A Calgary resident, Olson has a long experience with cancer that includes three different primary cancers: breast (1995), endocervical (2004) and lung (2007). The lung cancer was primary, meaning that it was not the result of her earlier cancers that had spread; those cancers were cured. And enough time had passed that Olson and her family were justifiably optimistic that the lung cancer was cured, too. Then, at her family cabin last year, Olson got up and took a step to cross the living room. Her femur snapped – the lung cancer had metastasized. “It was devastating,” she says. An MRI revealed cancer in her brain, liver, adrenal gland, spine, and the fracture site on her leg.

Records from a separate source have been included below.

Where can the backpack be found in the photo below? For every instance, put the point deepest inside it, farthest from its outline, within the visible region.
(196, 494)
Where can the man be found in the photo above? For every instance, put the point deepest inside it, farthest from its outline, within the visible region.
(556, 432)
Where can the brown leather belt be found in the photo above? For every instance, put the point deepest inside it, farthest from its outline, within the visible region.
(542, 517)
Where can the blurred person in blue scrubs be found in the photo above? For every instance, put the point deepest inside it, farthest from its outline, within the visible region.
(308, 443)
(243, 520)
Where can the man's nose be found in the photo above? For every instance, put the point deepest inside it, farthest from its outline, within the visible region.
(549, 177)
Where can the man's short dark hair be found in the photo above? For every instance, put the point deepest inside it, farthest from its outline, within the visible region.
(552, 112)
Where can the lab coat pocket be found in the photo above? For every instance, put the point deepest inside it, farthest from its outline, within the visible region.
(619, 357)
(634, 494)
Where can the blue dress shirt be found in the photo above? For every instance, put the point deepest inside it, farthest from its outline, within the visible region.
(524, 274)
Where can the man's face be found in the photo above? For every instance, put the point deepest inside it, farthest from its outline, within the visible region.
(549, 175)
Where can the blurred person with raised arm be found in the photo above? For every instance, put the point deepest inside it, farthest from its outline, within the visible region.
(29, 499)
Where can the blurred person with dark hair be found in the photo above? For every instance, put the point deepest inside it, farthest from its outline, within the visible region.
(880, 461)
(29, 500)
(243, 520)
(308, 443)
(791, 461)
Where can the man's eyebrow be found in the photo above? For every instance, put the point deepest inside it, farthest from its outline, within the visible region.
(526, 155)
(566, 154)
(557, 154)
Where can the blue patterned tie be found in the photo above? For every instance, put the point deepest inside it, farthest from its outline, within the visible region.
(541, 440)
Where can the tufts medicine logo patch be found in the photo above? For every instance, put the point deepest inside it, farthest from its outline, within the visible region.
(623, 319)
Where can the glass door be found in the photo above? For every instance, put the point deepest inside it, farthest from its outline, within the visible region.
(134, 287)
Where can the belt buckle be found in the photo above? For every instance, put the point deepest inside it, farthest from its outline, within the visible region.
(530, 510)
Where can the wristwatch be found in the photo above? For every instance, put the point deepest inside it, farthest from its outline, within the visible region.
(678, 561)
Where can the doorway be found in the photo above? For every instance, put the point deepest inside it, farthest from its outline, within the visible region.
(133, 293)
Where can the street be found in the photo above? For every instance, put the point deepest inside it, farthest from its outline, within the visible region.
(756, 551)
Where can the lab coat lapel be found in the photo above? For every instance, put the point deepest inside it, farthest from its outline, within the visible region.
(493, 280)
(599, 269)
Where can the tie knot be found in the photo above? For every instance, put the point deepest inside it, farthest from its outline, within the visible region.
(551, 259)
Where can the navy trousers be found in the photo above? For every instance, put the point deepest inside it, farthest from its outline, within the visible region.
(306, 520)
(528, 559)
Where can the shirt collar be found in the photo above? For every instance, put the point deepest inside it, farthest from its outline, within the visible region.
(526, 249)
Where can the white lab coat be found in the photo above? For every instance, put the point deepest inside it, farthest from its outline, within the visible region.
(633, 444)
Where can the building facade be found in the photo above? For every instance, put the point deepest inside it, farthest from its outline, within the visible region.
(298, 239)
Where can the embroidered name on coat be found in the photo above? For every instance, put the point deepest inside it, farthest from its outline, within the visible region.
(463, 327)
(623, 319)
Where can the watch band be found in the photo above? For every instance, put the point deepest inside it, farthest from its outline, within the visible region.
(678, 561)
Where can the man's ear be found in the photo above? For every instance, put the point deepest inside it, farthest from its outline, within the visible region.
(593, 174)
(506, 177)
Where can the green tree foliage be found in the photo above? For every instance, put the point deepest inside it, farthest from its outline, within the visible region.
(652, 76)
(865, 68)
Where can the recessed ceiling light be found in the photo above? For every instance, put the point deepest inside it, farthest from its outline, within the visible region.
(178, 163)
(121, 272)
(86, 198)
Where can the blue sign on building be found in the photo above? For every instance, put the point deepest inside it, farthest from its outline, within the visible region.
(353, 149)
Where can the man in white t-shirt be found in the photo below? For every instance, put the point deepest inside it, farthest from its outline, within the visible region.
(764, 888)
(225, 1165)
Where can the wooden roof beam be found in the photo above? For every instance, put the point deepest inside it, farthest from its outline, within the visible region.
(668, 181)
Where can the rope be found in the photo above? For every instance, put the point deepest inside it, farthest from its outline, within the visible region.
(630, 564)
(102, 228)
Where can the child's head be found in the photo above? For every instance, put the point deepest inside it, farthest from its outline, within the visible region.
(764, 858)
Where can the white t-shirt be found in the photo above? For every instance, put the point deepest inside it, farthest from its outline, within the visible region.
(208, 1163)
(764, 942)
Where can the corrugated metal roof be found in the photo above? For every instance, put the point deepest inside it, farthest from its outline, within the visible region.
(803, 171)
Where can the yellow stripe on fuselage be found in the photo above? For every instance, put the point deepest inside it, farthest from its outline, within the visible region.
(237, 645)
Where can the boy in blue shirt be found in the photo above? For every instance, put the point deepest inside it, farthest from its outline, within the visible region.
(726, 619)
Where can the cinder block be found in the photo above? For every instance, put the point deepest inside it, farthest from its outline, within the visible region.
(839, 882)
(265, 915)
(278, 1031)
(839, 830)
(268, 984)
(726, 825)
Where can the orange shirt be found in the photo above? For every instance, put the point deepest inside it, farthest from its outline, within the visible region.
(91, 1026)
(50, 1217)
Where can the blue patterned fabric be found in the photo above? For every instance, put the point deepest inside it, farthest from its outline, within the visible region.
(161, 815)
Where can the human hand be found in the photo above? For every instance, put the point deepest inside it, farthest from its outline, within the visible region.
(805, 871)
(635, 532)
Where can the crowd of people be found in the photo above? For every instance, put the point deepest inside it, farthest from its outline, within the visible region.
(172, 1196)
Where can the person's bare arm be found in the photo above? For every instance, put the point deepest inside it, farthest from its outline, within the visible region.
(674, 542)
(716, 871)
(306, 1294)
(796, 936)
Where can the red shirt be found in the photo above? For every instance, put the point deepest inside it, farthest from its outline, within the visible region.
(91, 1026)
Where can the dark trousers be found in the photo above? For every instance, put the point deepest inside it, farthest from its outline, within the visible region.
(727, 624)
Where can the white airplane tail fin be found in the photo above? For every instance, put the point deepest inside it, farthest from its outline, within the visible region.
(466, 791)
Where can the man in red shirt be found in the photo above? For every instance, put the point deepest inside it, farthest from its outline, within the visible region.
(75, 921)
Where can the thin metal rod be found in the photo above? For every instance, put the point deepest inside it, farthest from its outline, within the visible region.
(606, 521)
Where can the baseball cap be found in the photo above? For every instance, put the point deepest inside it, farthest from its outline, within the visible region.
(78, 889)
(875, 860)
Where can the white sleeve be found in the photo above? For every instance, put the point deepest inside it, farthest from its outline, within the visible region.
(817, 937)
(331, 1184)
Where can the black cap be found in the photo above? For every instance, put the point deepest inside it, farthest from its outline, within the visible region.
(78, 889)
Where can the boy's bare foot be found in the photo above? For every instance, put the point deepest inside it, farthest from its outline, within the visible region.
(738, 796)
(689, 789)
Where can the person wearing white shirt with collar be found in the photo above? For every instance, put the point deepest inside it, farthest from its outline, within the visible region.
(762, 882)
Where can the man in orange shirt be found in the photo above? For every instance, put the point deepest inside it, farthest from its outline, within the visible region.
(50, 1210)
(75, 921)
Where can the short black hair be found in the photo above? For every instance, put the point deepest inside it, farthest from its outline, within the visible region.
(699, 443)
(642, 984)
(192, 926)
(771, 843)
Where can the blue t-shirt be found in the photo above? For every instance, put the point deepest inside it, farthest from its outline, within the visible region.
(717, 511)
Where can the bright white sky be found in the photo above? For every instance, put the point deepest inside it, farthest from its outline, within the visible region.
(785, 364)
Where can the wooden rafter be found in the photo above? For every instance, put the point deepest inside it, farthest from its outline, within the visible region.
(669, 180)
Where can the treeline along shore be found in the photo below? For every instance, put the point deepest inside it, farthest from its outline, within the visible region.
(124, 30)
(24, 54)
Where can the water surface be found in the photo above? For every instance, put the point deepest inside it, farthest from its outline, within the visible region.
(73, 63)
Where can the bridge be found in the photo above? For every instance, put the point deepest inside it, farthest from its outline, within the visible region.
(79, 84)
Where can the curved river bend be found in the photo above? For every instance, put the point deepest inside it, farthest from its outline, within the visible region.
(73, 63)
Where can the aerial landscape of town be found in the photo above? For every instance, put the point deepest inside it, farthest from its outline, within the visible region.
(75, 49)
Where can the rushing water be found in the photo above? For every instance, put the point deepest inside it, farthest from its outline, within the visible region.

A radiation oncologist treated spots on her brain and bones, and Bebb had her cancer tested for EGFR sensitivity – a test that has been available for less than two years. “Only about seven to 10 per cent of non-small cell lung cancer patients have this mutation, although that number may approach 30 per cent or more in South East Asians,” Bebb says. Olson’s cancer fell into the small group. “Carol’s medicine is covered by the drug company who also paid for the test. This is a bit contentious politically.” Drug companies that pay for studies have an obvious conflict of interest, but it speeds the studies.

That’s of little concern to Olson. Her cancer has receded and some of the spots have disappeared. She takes the Iressa once a day in pill form and has had few side effects – hardly what you’d imagine a course of chemotherapy would look like in a patient with stage IV lung cancer. Olson, no stranger to cancer treatment, calls it a blessing.

It’s possible that targeted, research-intensive therapy arrived later to lung cancer because of the attitudes that many lung cancer patients deal with, that the illness is self-induced. The concordant stereotype, Bebb says, is that lung cancer patients all suffer poor outcomes. But the picture of lung cancer treatment is changing. “Clearly we would like more such predictive tests and tailored treatments,” Bebb says, and mentions that there is a second such treatment emerging that will hopefully widen the circle of patients who will benefit.

And hopefully new treatments will engender a better public face for the disease. The goal of anti-smoking advocates is prevention, not to vilify people with the disease. Nobody asks for cancer. For that matter, nobody asks for an addiction, but both are personal and public health issues that require the best research and treatment available.